IFEX-ALC met with the Honduran delegation on 16 March at the United Nations Palace in Geneva. IFEX-ALC reiterates its willingness to assist in any way possible so that the Honduran government can uphold its commitments and fully implement the recommendations.

Even though Honduras recognises that journalists and social communicators are in a vulnerable situation right now and circumstances have not improved, these individuals, as well as human rights defenders, continue to come under attack and under threat. According to the data collected by the Comité por la Libre Expresión (C-Libre), the IFEX-ALC member based in Honduras ( ), one journalist was killed each year from 2006 to 2008. This is the most extreme form of censorship. Subsequently, three journalists were killed between 1 January and 27 June 2009, while 10 were murdered in 2010.

Given the aforementioned, and in conjunction with the commitments the Honduran government pledged to uphold as part of the UPR process, we take note of the fact that:

1. The Honduran government is facing the serious challenge of implementing the precautionary measures put forth by the Inter-American Commission on Human Rights (IACHR). The police and the Public Prosecutor's Office lack the adequate resources and support needed to fully commit to the implementation of these measures.

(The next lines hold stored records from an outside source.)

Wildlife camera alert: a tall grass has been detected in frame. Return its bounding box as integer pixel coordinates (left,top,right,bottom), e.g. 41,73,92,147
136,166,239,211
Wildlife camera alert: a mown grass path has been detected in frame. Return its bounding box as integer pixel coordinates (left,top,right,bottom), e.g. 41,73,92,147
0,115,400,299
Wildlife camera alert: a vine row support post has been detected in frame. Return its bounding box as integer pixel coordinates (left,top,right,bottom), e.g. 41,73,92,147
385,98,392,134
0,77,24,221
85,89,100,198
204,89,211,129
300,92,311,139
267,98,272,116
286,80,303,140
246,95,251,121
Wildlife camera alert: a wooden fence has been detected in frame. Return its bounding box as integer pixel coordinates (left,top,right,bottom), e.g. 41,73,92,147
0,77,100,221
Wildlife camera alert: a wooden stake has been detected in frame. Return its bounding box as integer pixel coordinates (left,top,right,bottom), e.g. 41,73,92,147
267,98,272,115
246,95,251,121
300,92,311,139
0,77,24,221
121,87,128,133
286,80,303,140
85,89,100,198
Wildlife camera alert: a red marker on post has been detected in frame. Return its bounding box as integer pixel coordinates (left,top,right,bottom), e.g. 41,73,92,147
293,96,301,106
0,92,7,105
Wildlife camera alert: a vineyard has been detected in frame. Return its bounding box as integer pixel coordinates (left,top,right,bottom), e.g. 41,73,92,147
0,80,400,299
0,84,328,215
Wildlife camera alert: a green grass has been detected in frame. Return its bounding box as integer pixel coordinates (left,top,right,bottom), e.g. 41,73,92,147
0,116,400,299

2. A law on media and community radio stations is pending approval, as there is still no consensus on the wording in the bill. The passing of the law is of extreme urgency as it would help address the legal status of community radio stations operating in Honduras and safeguard their well being.

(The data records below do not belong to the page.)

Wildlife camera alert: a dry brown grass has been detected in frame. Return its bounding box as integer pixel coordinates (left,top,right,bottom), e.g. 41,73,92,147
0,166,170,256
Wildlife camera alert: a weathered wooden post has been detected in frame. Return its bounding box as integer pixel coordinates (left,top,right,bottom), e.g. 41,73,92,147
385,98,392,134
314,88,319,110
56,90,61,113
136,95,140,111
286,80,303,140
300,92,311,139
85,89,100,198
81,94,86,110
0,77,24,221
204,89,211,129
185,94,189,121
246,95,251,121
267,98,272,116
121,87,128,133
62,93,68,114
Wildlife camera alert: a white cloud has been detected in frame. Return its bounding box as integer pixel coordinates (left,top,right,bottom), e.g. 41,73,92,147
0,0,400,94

3. The Honduran government has also faced enormous dificulties in ensuring that promised funds are allocated to the different prosecutor's offices in charge of investigating journalists' assassinations.

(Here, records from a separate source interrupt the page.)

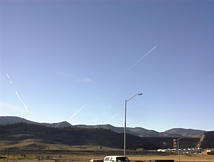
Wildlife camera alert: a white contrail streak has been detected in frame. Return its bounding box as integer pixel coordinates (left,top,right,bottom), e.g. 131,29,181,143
16,91,30,113
129,45,158,70
70,106,84,121
6,73,13,84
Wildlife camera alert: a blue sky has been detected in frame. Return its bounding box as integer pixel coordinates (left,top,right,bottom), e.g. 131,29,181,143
0,0,214,131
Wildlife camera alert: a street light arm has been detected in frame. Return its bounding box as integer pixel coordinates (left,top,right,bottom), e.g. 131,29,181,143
126,93,143,102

We therefore stress that Honduras must:

1. Adopt effective measures so that it can protect journalists, human rights defenders and social communicators. Whenever attacks occur within their jurisdictions, the authorities should carry out effective investigations to identify and sanction those responsible and ensure that no future attacks are committed.

2. Adopt all necessary measures so that the investigation and punishment of human rights violations that took place during the coup d'etat become an essential part of the national reconciliation process.

3. Decriminalise defamation, insult and libel by repealing all relevant articles in the Criminal Code.

4. Establish an independent regulatory body that oversees public transmissions under the Telecommunications Law. The allocation of frequencies should be carried out via a fair and transparent process, based on pre-established criteria that take into account the public interest and diversity.

5. Similarly, the law should stipulate that regulatory entities must adopt a plan for the allocation of radio frequencies to be divided among public, private and community-based radio stations. The government should also adopt certain measures to prevent media concentration.

6. Amend the current legislation so as to explicitly recognise and promote community-based media. Regulations and the licencing process should be adapted according to each media outlet's specific circumstances so that community-based media are not forced to compete with the private sector for transmission and operating licences.